Mesothelioma Treatment with Gene Therapy Remains in Experimental Phase
February 1, 2011
Gene therapy was originally developed to treat genetically inherited diseases, but in the last decade, it has been integrated into the fight against cancer.
Mesothelioma is notoriously resistant to surgery, chemotherapy and radiation, yet gene therapy strives to make the cancerous cells more receptive to traditional treatment. Gene therapy shows promise in the treating the disease, yet further research is required before it is accepted for clinical use.
One form of gene therapy demonstrating potential as a form of mesothelioma treatment uses genetically altered viruses to deliver cytokines to cancerous cells. Cytokines direct the immune system’s efforts, and when delivered to cancerous cells, these proteins may help the immune system attack a mesothelioma tumor.
Another gene therapy procedure with a slightly wider body of research is “suicide gene therapy,” which uses genetic material to make the cancerous cells more receptive to drugs that can inhibit the progression of mesothelioma.

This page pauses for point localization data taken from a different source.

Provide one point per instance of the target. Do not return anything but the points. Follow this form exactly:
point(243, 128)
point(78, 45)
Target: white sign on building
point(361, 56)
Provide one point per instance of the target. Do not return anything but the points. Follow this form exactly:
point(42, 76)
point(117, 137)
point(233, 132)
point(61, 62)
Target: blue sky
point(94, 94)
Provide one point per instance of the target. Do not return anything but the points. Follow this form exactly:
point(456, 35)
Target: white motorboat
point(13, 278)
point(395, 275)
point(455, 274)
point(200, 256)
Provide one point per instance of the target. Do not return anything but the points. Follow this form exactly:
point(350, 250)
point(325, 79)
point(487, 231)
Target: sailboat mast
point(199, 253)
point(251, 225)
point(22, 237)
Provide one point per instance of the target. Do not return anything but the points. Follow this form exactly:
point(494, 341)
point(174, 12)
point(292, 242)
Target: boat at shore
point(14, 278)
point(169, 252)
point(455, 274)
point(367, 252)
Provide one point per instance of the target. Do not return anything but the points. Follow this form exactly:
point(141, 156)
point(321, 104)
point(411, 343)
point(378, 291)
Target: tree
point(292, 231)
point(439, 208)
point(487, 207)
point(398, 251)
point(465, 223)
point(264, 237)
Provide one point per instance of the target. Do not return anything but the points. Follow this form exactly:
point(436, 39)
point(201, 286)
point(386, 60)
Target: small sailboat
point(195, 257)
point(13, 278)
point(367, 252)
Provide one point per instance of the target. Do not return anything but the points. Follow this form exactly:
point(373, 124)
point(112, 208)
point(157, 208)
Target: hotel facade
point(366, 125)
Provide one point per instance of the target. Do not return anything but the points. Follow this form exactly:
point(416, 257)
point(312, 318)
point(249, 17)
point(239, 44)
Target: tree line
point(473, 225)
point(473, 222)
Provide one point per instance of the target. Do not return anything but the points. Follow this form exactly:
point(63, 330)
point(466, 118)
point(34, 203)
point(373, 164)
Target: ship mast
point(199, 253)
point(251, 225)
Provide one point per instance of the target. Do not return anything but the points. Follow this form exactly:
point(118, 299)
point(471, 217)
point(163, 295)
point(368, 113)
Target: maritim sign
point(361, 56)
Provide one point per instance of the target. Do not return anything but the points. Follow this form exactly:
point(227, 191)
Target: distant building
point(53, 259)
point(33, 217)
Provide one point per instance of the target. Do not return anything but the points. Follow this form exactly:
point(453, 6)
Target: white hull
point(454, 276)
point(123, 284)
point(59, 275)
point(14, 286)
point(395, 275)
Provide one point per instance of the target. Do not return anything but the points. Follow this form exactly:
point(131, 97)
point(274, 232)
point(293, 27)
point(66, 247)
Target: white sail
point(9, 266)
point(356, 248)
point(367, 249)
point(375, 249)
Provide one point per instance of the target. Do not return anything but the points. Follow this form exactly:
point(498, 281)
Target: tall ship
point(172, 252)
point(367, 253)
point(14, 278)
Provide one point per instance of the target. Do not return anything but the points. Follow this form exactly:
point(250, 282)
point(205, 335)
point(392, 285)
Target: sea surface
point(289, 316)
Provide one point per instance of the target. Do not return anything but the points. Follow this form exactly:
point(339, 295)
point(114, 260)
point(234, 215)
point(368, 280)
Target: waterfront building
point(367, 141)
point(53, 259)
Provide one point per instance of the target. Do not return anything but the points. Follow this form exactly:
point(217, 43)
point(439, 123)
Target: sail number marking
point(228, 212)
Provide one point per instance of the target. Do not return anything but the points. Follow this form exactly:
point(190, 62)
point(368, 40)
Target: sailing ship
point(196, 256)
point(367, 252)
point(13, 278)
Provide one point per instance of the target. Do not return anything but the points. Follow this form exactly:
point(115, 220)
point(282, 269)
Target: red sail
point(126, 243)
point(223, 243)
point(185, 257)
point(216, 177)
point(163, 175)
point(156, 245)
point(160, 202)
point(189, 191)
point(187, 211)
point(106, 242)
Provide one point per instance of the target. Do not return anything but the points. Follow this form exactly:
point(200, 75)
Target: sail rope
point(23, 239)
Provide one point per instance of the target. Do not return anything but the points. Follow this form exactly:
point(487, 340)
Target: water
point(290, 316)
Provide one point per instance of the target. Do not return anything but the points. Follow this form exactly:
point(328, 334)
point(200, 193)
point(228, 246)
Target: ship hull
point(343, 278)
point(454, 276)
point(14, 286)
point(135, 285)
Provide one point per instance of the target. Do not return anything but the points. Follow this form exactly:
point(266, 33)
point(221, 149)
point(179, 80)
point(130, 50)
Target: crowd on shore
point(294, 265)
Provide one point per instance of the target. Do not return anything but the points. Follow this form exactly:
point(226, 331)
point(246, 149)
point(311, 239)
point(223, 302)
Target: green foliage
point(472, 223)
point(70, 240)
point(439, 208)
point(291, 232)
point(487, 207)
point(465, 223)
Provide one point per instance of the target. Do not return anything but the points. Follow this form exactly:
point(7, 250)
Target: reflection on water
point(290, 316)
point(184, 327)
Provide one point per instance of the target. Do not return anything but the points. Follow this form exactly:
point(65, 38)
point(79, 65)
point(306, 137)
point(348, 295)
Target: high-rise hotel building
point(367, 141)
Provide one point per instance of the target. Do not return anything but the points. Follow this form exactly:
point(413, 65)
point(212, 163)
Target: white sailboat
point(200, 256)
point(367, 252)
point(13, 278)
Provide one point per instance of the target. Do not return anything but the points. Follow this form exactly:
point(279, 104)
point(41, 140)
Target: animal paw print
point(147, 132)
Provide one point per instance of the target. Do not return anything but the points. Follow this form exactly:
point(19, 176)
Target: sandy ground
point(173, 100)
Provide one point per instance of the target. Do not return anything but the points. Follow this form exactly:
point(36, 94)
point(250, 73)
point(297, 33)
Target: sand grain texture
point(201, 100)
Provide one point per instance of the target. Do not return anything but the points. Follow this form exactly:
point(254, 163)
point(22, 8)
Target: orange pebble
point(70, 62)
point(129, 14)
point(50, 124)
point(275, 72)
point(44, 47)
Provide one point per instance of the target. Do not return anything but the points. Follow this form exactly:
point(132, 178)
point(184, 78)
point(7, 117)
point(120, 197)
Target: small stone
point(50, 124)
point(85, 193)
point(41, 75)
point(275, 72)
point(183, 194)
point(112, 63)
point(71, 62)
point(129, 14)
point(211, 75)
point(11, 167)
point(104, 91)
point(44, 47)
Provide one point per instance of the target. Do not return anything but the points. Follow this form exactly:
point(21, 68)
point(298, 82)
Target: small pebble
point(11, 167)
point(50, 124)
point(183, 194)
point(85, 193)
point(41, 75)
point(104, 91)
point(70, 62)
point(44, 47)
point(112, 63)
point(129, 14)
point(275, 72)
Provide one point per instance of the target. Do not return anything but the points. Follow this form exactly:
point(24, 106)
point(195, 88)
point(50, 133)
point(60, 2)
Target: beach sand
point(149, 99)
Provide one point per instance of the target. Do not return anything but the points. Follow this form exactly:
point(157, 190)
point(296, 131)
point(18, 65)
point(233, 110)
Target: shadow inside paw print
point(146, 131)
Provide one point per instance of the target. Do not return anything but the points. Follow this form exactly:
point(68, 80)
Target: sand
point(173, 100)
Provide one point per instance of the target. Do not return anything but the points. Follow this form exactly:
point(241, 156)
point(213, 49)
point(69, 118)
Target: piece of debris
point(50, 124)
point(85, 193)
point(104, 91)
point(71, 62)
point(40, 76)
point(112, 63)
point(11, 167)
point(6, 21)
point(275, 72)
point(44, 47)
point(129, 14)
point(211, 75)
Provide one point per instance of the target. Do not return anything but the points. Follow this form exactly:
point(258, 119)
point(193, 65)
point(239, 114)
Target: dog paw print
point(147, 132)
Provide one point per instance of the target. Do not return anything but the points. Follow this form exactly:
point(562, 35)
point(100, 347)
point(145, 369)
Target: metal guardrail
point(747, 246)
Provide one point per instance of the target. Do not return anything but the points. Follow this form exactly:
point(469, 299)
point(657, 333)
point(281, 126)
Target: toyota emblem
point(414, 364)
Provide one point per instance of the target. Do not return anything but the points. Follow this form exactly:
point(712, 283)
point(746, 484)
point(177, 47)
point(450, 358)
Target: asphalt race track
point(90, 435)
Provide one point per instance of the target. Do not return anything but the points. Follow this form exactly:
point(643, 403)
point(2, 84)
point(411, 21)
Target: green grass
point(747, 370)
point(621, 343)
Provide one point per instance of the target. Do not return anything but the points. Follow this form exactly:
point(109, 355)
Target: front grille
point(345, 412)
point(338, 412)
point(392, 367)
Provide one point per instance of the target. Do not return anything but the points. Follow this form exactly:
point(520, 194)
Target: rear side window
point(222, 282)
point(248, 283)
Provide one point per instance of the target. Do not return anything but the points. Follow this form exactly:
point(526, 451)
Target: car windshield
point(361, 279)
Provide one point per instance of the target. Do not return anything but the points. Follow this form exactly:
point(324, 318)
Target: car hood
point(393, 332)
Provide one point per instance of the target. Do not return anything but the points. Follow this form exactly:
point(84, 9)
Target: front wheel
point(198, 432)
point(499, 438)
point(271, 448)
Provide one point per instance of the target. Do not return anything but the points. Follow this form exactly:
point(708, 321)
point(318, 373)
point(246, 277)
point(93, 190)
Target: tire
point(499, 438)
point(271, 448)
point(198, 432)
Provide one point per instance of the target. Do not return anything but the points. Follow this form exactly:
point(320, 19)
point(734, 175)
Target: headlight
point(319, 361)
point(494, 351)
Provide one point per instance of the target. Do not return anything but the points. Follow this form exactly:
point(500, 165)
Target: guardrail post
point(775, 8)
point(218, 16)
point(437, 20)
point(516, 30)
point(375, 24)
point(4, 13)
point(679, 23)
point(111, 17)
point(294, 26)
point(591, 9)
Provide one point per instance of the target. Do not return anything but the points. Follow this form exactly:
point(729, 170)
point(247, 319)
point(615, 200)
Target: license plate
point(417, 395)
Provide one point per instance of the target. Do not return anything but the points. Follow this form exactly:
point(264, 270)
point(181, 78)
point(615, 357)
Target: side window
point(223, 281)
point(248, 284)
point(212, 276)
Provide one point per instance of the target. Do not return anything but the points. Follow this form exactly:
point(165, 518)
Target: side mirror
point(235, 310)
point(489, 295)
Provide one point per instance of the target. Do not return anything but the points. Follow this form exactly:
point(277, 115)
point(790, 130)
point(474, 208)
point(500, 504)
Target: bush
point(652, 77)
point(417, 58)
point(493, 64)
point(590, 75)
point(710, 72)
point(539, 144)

Suicide gene therapy sends a virus into the tumor to alter its genetic code. The virus only infects the mesothelioma cells, leaving the surrounding healthy cells unaffected. Once in the tumor, the gene carried by the virus instructs the cancerous cells to produce a specific protein that will make the tumor susceptible to an otherwise non-toxic drug. A short waiting period will follow the administration of the virus, after which the patient will receive the drug to kill the altered mesothelioma cells.
A clinical trial conducted at the University of Pennsylvania Medical Center measured the effectiveness of suicide gene therapy in 34 patients who received doses of genetically altered Adenovirus. Four of these patients displayed considerable tumor regression, while two others achieved complete regression that lasted more than seven years.

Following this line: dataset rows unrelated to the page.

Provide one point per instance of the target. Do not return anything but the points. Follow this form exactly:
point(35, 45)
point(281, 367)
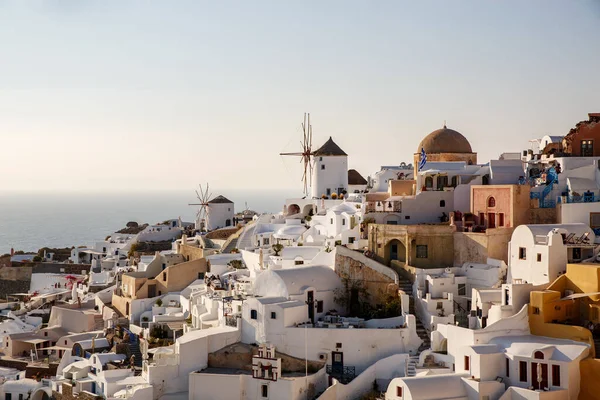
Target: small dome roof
point(445, 141)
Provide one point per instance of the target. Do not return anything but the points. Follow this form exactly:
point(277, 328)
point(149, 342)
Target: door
point(535, 379)
point(337, 362)
point(491, 220)
point(394, 251)
point(151, 291)
point(310, 300)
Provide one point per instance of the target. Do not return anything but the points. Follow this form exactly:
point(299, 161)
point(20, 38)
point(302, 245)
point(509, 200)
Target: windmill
point(307, 153)
point(202, 217)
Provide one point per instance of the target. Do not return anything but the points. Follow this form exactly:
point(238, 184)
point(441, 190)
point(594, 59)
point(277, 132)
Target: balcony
point(384, 206)
point(343, 374)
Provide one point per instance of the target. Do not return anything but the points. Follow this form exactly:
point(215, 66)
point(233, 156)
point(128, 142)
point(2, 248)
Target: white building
point(484, 363)
point(538, 254)
point(330, 171)
point(220, 212)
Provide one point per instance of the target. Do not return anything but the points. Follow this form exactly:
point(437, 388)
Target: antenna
point(306, 153)
point(202, 217)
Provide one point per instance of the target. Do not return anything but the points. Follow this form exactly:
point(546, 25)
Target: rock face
point(239, 356)
point(379, 286)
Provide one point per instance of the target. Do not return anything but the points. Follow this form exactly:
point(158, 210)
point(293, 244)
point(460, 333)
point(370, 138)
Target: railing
point(343, 374)
point(585, 198)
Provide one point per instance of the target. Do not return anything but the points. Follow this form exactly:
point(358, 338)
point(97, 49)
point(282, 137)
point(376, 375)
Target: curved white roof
point(436, 387)
point(545, 229)
point(98, 343)
point(344, 207)
point(553, 349)
point(103, 358)
point(290, 232)
point(22, 385)
point(293, 281)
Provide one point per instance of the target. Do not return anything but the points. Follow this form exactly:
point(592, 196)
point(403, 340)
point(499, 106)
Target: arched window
point(429, 182)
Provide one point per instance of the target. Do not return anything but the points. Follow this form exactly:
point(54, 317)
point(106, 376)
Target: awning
point(33, 341)
point(577, 296)
point(132, 380)
point(55, 348)
point(175, 325)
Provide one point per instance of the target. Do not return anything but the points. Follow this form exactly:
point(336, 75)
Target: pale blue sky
point(143, 95)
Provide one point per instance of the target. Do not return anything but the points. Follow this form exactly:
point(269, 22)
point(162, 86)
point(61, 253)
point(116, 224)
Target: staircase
point(411, 366)
point(98, 322)
point(406, 286)
point(597, 345)
point(134, 349)
point(230, 246)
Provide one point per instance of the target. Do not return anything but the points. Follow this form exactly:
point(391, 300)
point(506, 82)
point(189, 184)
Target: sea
point(32, 220)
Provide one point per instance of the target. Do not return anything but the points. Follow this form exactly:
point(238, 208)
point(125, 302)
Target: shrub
point(277, 247)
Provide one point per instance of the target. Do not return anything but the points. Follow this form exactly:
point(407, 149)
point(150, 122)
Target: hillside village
point(441, 277)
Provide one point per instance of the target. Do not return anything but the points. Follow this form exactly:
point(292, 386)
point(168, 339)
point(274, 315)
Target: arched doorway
point(395, 251)
point(293, 209)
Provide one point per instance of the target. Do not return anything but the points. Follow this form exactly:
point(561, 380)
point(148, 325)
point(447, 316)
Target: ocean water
point(30, 221)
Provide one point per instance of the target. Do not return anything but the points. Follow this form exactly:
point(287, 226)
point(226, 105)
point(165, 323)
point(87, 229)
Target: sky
point(156, 95)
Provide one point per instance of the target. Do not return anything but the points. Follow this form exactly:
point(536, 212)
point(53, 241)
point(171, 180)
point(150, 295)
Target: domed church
point(445, 145)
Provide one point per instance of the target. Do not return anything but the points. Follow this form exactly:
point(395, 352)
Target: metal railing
point(342, 373)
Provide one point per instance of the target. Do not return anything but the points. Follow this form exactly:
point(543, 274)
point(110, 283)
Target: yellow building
point(566, 309)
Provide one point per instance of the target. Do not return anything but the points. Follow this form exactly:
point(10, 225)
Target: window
point(421, 251)
point(522, 371)
point(556, 375)
point(587, 148)
point(594, 220)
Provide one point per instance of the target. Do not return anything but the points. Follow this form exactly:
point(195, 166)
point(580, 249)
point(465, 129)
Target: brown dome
point(445, 141)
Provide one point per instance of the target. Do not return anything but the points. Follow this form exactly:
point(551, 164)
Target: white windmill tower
point(202, 215)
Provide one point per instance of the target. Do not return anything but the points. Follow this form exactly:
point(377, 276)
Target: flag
point(423, 159)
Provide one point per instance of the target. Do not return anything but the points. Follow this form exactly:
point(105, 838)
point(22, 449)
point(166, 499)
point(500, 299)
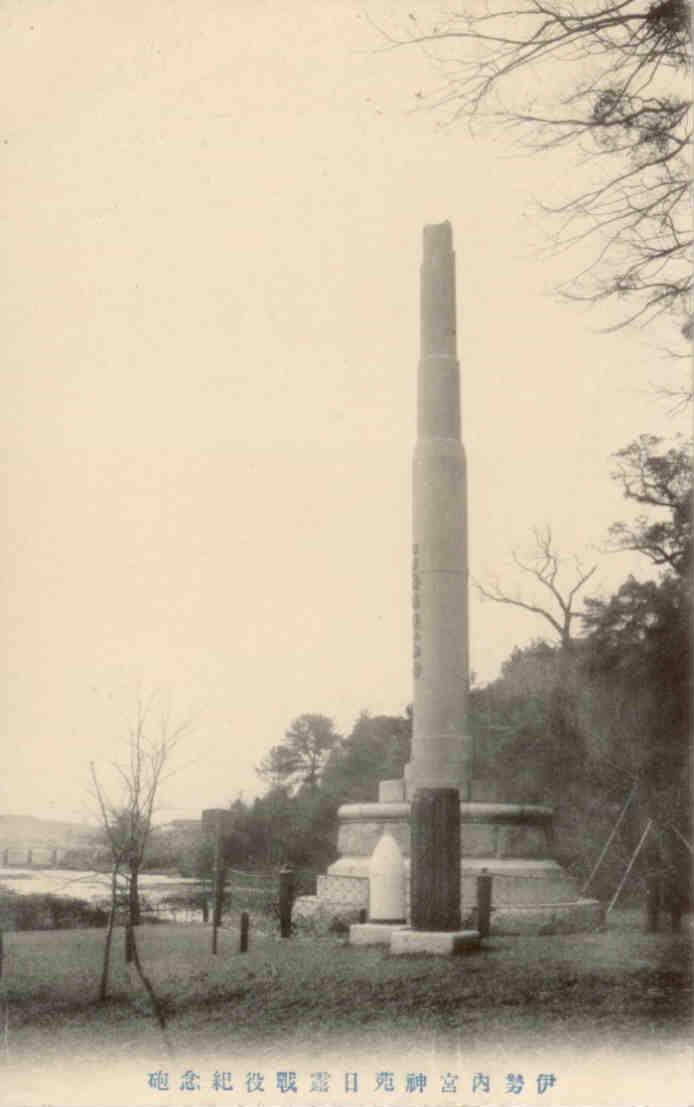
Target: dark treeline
point(579, 724)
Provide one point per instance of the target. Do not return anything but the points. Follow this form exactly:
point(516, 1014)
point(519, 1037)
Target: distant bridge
point(38, 856)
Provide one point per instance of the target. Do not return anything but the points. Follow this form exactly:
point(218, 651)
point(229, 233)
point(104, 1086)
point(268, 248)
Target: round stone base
point(530, 892)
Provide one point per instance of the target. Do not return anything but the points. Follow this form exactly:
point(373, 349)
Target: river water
point(95, 887)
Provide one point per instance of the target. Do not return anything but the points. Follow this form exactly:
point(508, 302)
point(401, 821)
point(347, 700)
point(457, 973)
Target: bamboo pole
point(630, 866)
point(609, 841)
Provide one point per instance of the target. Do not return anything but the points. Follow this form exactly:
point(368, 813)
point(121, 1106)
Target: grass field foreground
point(621, 983)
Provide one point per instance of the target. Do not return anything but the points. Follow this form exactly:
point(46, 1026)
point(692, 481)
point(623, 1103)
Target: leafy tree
point(607, 78)
point(659, 478)
point(299, 761)
point(376, 749)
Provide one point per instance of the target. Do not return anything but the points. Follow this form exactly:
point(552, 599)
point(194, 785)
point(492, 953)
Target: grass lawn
point(621, 985)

The rapidly dividing nature of cancerous cells poses challenges in infusing every single cell with the virus. This makes obtaining a long-term cure from gene therapy difficult to ensure. While the short term benefits of gene therapy are encouraging, further research must be done before the procedures are approved for widespread public use.
The FDA also requires further investigation of the treatment to address the immune system’s response to the virus used to deliver the gene. Although these viruses are manually altered to remove the harmful genes and insert therapeutic ones, the body may still respond to the virus as it would respond to an infection, causing side effects such as fever and chills. Additional clinical trials are underway to explore these concerns, yet researchers are optimistic that ongoing research for gene therapy will provide the medical world with milestones in mesothelioma treatment.